Poetas

Poesía de Estados Unidos

Poemas de Joseph Brodsky

Joseph Brodsky (San Petersburgo—, 24 de mayo de 1940 – Nueva York, 28 de enero de 1996) fue un poeta ruso-estadounidense de origen judío. Se lo considera el poeta más grande nacido en la época soviética y, acaso con la sola excepción de B. Pasternak y A. Ajmátova, el más importante en lengua rusa de la segunda mitad del siglo XX. Ganó el Premio Nobel de Literatura en 1987.

Canción de amor

Si te estuvieras ahogando, acudiría a salvarte,
a taparte con mi manta y a ofrecerte té caliente.
Si yo fuera comisario, te arrestaría y te
encerraría en una celda con la llave echada.

Si fueras un pájaro, grabaría un disco
y escucharía toda la noche tu trino agudo.
Si yo fuera sargento, tú serías mi recluta
y, chico, te aseguro que te encantaría la instrucción.

Si fueras china, aprendería tu idioma, quemaría
mucho incienso, llevaría tu ropa rara.
Si fueras un espejo, asaltaría el baño de las señoras,
te daría mi lápiz rojo de labios y te soplaría la nariz.

Si te gustaran los volcanes, yo sería lava
en constante erupción desde mi oculto origen.
Y si fueras mi esposa, yo sería tu amante,
porque la Iglesia está firmemente en contra del divorcio.

Carta a un amigo romano

(De Marcial)

Sopla el viento hoy, las olas se encaraman.
Se acerca el otoño y trocará toda la vista.
Y, Póstumo, este mudar de tonos te llega más al alma
que ver cómo se cambia de vestido la amiga.

De una doncella gozas hasta un punto cierro,
que no supera el codo, la rodilla.
Cuánta más dicha en la belleza ajena al cuerpo:
a salvo del abrazo, la perfidia.

*

Te mando Póstumo, estos escritos.
¿Y en la capital? ¿La cama te hacen blanda, o te resulta dura?
¿Qué es del César? ¿Sigue aún con sus intrigas?
Con ellas sigue, imagino, y con su gula.

Me encuentro en mi jardín, arde una tea.
Sin una amiga, sin siervos, sin afectos.
Y en lugar de los pequeños y grandes de la tierra,
suena en concierto un zumbar de insectos.

*

Aquí yace un mercader de Asia. El mercader valía;
era hábil, aunque fuera discreto.
Murió deprisa: de unas fiebres. A hacer negocio había venido
y no, ciertamente, a acabar en esto.

Junto a él yace un legionario bajo un cuarzo grueso.
Dio gloria al Imperio en la batalla.
¡Pudo caer tantas veces! Pero murió de viejo.
Tampoco aquí, mi Póstumo, hay norma que valga.

*

Tal vez una gallina, en verdad, no llegue a ave,
mas hasta con su seso te lloverán los palos.
Si por fortuna en tierras del Imperio naces,
mejor que vivas junto al mar, en un rincón lejano.

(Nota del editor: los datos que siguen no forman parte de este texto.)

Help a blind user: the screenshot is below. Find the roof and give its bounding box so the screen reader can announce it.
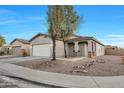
[29,33,104,45]
[29,33,48,42]
[67,35,104,45]
[10,38,30,45]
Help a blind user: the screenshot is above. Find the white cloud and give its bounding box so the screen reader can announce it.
[113,14,124,19]
[0,9,45,25]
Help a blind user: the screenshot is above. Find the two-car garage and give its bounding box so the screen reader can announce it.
[32,44,51,57]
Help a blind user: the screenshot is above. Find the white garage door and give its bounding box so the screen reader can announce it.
[33,45,50,57]
[12,46,21,56]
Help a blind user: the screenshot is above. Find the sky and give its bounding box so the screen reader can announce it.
[0,5,124,48]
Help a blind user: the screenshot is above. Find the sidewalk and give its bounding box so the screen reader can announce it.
[0,63,124,88]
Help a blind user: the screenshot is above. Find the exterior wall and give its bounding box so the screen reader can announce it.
[88,40,105,57]
[105,48,124,56]
[11,41,30,55]
[56,40,65,57]
[30,36,64,57]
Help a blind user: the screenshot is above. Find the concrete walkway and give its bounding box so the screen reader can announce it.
[0,63,124,88]
[0,56,42,63]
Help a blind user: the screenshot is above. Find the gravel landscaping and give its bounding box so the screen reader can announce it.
[15,55,124,76]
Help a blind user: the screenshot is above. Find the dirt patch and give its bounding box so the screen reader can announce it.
[16,55,124,76]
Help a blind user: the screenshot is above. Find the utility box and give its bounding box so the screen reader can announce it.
[121,56,124,64]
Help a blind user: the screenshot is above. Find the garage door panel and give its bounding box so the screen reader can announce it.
[12,46,21,55]
[33,45,50,57]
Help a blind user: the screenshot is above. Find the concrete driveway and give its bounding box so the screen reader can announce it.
[0,56,42,63]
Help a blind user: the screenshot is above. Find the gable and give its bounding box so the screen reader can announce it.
[30,35,52,44]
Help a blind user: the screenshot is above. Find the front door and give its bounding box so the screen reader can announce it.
[68,43,75,57]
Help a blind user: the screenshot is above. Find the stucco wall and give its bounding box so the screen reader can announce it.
[30,36,64,57]
[11,41,30,55]
[105,48,124,56]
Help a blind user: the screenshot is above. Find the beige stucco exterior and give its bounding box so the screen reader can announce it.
[30,35,64,57]
[11,41,30,55]
[30,35,105,57]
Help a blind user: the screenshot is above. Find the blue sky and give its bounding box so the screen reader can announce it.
[0,5,124,47]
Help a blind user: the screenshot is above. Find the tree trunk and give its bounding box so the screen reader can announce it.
[52,39,56,61]
[63,40,67,58]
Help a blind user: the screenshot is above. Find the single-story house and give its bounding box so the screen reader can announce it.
[29,33,105,57]
[10,38,30,56]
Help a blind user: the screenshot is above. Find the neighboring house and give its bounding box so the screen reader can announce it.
[29,33,105,57]
[105,45,124,56]
[10,38,30,56]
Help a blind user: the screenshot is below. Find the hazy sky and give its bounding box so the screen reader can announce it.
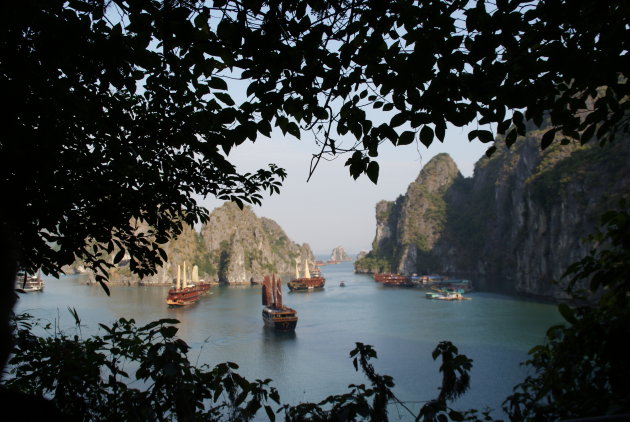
[202,124,488,254]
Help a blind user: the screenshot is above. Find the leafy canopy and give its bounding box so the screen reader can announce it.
[0,0,630,286]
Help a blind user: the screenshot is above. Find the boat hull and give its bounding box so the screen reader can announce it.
[262,307,298,331]
[287,277,326,292]
[166,284,210,306]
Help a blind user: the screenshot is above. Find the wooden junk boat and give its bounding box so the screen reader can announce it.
[166,262,210,306]
[374,273,416,287]
[262,275,297,331]
[15,271,45,293]
[287,259,326,291]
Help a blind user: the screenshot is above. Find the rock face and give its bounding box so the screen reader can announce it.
[355,130,630,298]
[111,202,314,284]
[330,246,352,261]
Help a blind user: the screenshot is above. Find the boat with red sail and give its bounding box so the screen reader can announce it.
[287,259,326,292]
[166,262,210,307]
[262,275,297,331]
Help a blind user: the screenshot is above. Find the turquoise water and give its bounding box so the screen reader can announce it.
[17,263,561,420]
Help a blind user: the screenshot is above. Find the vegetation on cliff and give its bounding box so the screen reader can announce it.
[102,202,314,284]
[356,134,630,297]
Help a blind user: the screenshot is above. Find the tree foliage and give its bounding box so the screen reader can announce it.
[0,0,630,286]
[4,309,476,422]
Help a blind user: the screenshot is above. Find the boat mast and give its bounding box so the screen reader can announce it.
[182,261,187,289]
[304,258,311,278]
[273,274,282,309]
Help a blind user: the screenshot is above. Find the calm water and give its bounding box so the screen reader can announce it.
[17,263,561,419]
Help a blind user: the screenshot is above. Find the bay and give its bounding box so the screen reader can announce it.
[16,262,562,420]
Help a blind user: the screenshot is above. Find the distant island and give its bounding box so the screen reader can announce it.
[327,246,352,264]
[75,202,315,285]
[355,128,630,298]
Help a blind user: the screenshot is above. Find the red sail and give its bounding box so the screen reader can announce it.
[273,274,282,309]
[262,275,271,306]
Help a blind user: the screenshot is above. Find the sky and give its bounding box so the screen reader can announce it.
[201,127,488,255]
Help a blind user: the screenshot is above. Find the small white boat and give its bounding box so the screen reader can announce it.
[15,271,45,293]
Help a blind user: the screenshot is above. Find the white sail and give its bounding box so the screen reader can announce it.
[304,259,311,278]
[182,261,188,289]
[192,265,199,284]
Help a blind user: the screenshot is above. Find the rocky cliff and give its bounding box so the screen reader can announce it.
[100,202,314,284]
[355,130,630,298]
[330,246,352,262]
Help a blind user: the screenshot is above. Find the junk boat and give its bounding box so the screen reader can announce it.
[262,275,297,331]
[15,271,45,293]
[426,289,470,300]
[166,261,210,307]
[287,259,326,292]
[374,273,407,283]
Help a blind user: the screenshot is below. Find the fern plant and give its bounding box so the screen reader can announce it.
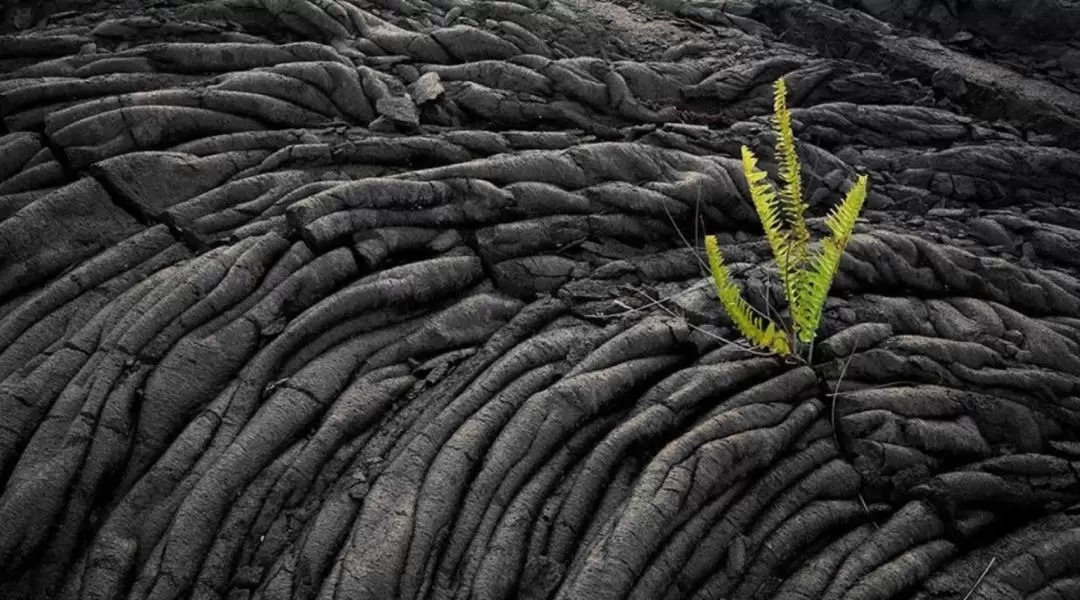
[705,79,867,363]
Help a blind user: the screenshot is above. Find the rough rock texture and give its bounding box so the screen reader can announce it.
[0,0,1080,600]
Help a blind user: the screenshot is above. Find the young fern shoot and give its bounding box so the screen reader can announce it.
[705,79,867,363]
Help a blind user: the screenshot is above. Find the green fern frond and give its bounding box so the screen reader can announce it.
[773,78,810,339]
[742,146,805,349]
[705,79,867,362]
[705,235,792,356]
[796,175,866,342]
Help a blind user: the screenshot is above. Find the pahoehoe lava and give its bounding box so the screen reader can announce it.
[0,0,1080,600]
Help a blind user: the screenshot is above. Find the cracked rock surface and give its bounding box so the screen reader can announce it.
[0,0,1080,600]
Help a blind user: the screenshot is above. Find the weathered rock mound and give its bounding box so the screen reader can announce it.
[0,0,1080,600]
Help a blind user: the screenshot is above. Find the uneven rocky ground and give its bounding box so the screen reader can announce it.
[0,0,1080,600]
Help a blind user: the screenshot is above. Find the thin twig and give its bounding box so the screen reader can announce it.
[615,289,774,358]
[963,556,998,600]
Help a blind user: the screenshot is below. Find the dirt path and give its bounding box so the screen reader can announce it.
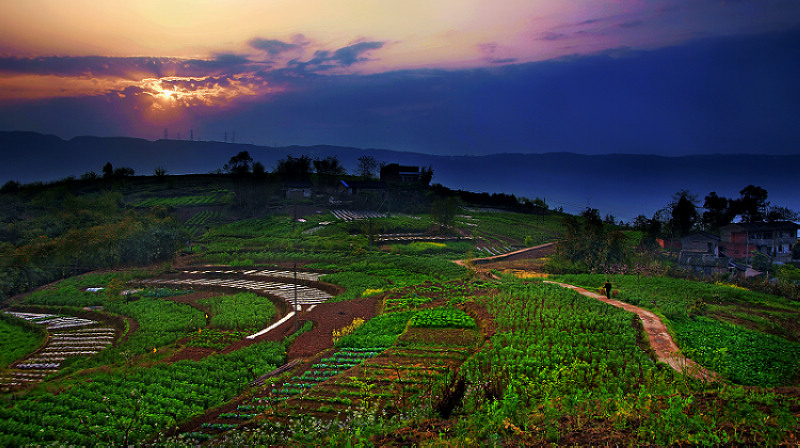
[454,248,720,381]
[544,280,719,381]
[454,243,556,266]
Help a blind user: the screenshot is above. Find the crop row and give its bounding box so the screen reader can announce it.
[135,191,233,207]
[410,307,476,328]
[0,343,283,446]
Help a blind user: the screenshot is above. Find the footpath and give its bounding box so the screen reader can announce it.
[454,248,720,381]
[544,280,719,381]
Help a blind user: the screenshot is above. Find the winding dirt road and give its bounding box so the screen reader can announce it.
[454,243,720,381]
[544,280,719,381]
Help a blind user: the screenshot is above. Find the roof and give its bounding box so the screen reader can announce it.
[681,231,721,242]
[720,221,800,232]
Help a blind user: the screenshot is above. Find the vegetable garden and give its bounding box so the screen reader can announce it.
[0,187,800,446]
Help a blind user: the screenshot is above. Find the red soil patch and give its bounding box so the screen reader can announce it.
[545,281,718,380]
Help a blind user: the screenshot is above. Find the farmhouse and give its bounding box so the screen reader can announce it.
[678,232,729,275]
[719,221,800,263]
[381,163,422,184]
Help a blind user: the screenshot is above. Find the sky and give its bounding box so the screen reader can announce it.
[0,0,800,155]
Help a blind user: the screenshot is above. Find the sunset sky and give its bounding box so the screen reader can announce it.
[0,0,800,155]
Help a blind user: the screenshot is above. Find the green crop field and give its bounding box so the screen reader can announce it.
[0,173,800,446]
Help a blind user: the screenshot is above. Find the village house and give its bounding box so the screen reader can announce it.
[678,232,729,275]
[719,221,800,263]
[381,163,422,184]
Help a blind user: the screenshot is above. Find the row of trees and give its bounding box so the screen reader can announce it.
[222,151,378,179]
[0,184,186,300]
[633,185,798,236]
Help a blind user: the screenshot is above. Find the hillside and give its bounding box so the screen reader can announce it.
[0,166,800,446]
[0,132,800,222]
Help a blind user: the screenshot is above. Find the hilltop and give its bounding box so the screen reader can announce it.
[0,132,800,222]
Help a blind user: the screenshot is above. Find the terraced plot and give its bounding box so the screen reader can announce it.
[331,210,386,221]
[183,269,325,282]
[0,312,116,390]
[143,278,332,308]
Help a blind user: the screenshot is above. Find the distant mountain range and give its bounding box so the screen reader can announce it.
[0,132,800,221]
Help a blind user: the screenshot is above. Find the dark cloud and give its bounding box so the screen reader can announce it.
[539,31,569,41]
[289,42,384,72]
[617,20,644,28]
[0,29,800,161]
[0,53,256,79]
[478,42,517,64]
[248,37,301,56]
[331,42,383,67]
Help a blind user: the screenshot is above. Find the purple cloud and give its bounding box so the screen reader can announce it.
[248,37,301,56]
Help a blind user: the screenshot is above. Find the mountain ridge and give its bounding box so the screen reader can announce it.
[0,131,800,221]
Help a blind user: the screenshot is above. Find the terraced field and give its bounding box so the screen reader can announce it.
[0,312,117,391]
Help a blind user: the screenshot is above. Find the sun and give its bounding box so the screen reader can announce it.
[158,88,178,100]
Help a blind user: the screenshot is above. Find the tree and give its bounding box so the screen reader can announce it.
[431,196,458,228]
[633,215,649,231]
[314,156,345,176]
[419,165,433,186]
[314,156,346,184]
[253,162,266,176]
[703,191,736,230]
[222,151,253,174]
[767,205,798,222]
[275,155,311,180]
[114,166,136,177]
[358,155,378,179]
[670,190,698,235]
[736,185,769,222]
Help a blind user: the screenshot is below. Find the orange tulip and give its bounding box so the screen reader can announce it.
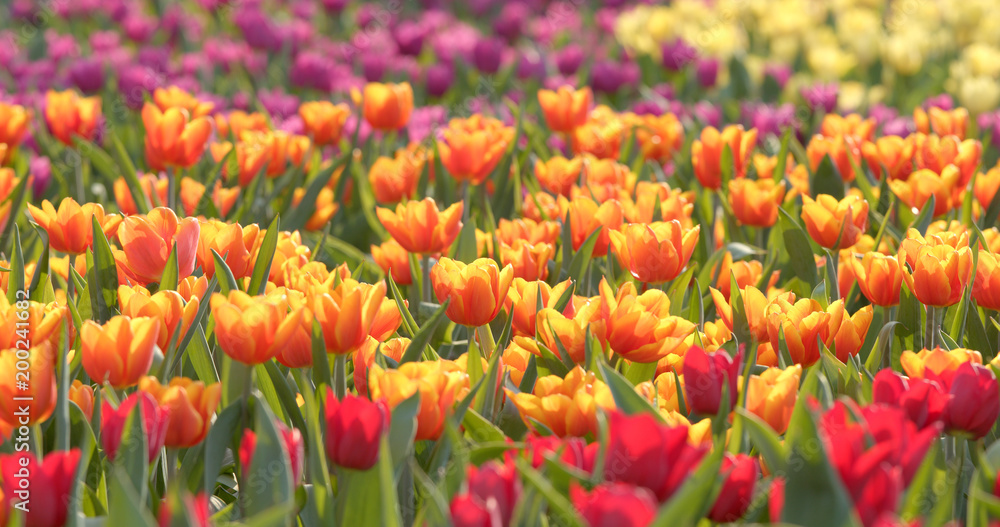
[28,198,121,254]
[438,114,514,185]
[139,377,222,448]
[899,245,972,307]
[430,258,514,326]
[802,194,868,249]
[80,315,160,389]
[45,90,101,146]
[0,341,57,426]
[211,290,302,366]
[848,252,903,306]
[368,360,469,441]
[538,86,594,133]
[311,278,388,354]
[118,285,201,352]
[500,240,556,280]
[729,178,785,227]
[535,156,583,196]
[625,113,684,163]
[0,102,31,150]
[507,366,615,438]
[889,165,962,216]
[352,82,413,130]
[913,106,969,140]
[861,135,916,180]
[746,364,802,434]
[153,86,215,119]
[691,125,757,190]
[609,220,701,284]
[299,101,351,146]
[375,198,464,254]
[142,102,212,169]
[118,207,201,284]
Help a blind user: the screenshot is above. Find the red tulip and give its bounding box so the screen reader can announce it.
[101,392,170,463]
[684,346,743,415]
[240,421,306,487]
[708,453,760,523]
[326,389,389,470]
[604,412,705,502]
[569,483,657,527]
[0,448,80,527]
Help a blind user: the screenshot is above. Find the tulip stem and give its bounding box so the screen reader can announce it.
[333,353,347,400]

Lejos del César, de fieros nubarrones,
de la adulación, el miedo, la premura.
¿Que todos sus gobernadores, dices, son ladrones?
Mejor quien roba que el que tortura.

*

Acepto esperar contigo que pase el aguacero,
hetera, pero sin regateos de mercado:
cobrar de quien te está cubriendo el cuerpo
es como reclamar las tejas a un tejado.

¿Tengo goteras, dices? Mas ¿y la prueba del delito?
No he dejado charco alguno en mi vida.
Verás, el día en que encuentres un marido,
como te dejará las sábanas perdidas.

*

Ya ves, ya hemos recorrido media vida.
Como me dijo un viejo esclavo en la taberna:
«Mirando alrededor tan sólo vemos ruinas».
Dura opinión, lo reconozco, pero cierta.

Estuve en las montañas. Un ramo aderezo con las flores.
Un jarro he de hallar, llenarlo de agua fresca…
¿Por Libia cómo va, mi Póstumo, o dónde te encuentres?
¿Será posible que aún siga la guerra?

*
¿Recuerdas, Póstumo, la hermana que el gobernador tenía?
Aquella delgadita, pero de gruesas ancas.
Llegaste a dormir con ella… Ahora es sacerdotisa.
Sacerdotisa, Póstumo, y con los dioses habla.

Ven, tomaremos vino, de pan acompañado.
O con ciruelas. Me contarás las nuevas.
Te pondré el lecho en el jardín, bajo el cielo despejado
y te diré cómo se llaman las estrellas.

*

Mi Póstumo, pronto tu amigo, amante de las sumas,
su vieja deuda pagará a tanta resta.
Encontrarás dinero bajo el cojín de plumas;
para el entierro al menos basta, me parece.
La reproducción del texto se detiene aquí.